Record amount of CO2 released in boreal forests wildfires
Carbon dioxide emissions from wildfires in the Boreal forests of Russia and Canada peaked drastically in 2021 to a record high of 1.76 billion tons. According to an international team of researchers led by Earth system scientists at the University of California, Irvine, the emission is 150% higher than annual mean CO2 emissions between 2000 and 2020. It is two decades of rapid warming and extreme drought in Northern Canada and Siberia. It is believed that if this scale of emissions from unmanaged lands becomes a new normal, stabilizing climate will be even more challenging. Boreal forests are high-latitude forests spanning Canada and Russia and make up around a quarter of the world’s forests and store large amounts of carbon in their trees and soil.

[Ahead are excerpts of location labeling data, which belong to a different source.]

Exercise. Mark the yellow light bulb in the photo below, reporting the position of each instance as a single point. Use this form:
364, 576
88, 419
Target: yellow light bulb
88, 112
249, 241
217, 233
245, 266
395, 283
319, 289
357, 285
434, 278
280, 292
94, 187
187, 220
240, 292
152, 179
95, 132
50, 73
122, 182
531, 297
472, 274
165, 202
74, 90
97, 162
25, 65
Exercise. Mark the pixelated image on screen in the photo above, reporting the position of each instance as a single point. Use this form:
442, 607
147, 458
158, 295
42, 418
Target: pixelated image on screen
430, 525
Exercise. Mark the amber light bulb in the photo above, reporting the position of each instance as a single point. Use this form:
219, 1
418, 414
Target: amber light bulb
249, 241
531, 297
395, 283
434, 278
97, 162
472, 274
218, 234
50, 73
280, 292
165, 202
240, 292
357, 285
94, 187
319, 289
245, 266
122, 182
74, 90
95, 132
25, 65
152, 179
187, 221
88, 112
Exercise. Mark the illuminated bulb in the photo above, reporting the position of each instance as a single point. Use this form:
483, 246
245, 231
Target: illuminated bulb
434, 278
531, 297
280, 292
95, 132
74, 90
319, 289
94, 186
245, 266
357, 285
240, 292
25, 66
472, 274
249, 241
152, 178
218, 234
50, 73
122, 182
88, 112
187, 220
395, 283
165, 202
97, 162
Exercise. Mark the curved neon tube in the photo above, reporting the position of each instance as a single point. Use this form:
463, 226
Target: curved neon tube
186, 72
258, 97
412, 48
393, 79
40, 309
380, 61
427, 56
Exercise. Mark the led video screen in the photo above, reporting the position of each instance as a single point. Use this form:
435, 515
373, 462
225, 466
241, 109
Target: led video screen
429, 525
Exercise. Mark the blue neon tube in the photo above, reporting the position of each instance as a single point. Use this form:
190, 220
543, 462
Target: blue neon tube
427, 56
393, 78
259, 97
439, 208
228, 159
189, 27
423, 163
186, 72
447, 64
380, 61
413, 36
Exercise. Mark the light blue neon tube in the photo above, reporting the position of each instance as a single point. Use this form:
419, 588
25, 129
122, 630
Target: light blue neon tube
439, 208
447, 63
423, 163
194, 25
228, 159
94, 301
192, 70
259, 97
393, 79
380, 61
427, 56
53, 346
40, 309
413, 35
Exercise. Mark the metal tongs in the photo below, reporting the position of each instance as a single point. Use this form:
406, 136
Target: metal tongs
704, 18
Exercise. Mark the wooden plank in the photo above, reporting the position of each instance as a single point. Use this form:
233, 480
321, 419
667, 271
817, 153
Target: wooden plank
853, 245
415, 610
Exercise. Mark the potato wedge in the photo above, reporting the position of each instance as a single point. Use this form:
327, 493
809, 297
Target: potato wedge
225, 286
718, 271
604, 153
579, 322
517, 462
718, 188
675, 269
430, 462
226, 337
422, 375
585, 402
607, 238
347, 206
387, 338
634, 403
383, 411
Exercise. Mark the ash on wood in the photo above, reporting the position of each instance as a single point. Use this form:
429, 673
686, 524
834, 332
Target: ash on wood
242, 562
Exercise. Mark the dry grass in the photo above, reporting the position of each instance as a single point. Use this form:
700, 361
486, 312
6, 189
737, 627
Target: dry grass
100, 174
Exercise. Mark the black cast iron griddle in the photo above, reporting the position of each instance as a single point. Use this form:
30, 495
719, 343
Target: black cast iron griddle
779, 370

Methane super-emitters risk triggering climate tipping points
Recent data has revealed that more than 1,000 human-caused “methane super-emitter events” were detected in 2022, mostly from oil and gas facilities. The sites which were detected with the help of satellite data found the US, Russia and Turkmenistan responsible for the largest number of leaks from fossil fuel facilities. The biggest one was a major pipeline leak of 427 tonnes an hour in August last year, near Turkmenistan’s Caspian coast – equivalent to the rate of emissions from 67m cars, or the hourly national emissions of France. Future methane emissions from fossil fuel sites – the methane bombs – are also forecast to be huge, threatening the entire global “carbon budget” limit required to keep heating below 1.5C. Methane emissions cause 25% of global heating today and there has been a surge since 2007.